By Lucas Masin-Moyer
@datainindiana
For the first time since 1988, Pennsylvania donned Republican red in the 2016 election.
The state had long considered a Democratic stronghold based on its large cities and substantial working-class population. In 2016, Pennsylvania was one of the crucial states, along with Michigan and Wisconsin, in electing Donald Trump as the 45th President of the United States.
While most regions voted more heavily Republican, the region which saw the greatest swing away from the Democratic Party toward Trump was the Northeastern region. In Lackawanna County, home to Scranton, Trump won 11 percent more of the vote than Mitt Romney did in 2012 and in Schuylkill County, just south of Lackawanna, Trump brought home 14 percent more of the vote.

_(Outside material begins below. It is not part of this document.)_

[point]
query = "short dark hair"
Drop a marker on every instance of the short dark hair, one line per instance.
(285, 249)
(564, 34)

Northeastern Pennsylvania had long been home to the coal mining and steel industries. When these industries left, with increasing globalization, it created a large class of unemployed, and largely white, working class voters 一 the demographic that was key to Trump’s election.
These voters had long voted Democratic 一 based on strong union ties 一 but Trump’s economic populist message, based on the idea that “horrible” trade deals, such as NAFTA, were taking away industrial jobs, swayed many of these voters to switch their party allegiance.
Trump’s success in Pennsylvania spilled over into other elections, most notably the senate race where Pat Toomey was narrowly reelected over Katie McGinty, a former environmental advisor to President Bill Clinton and Secretary of the Pennsylvania Environmental Protection Agency.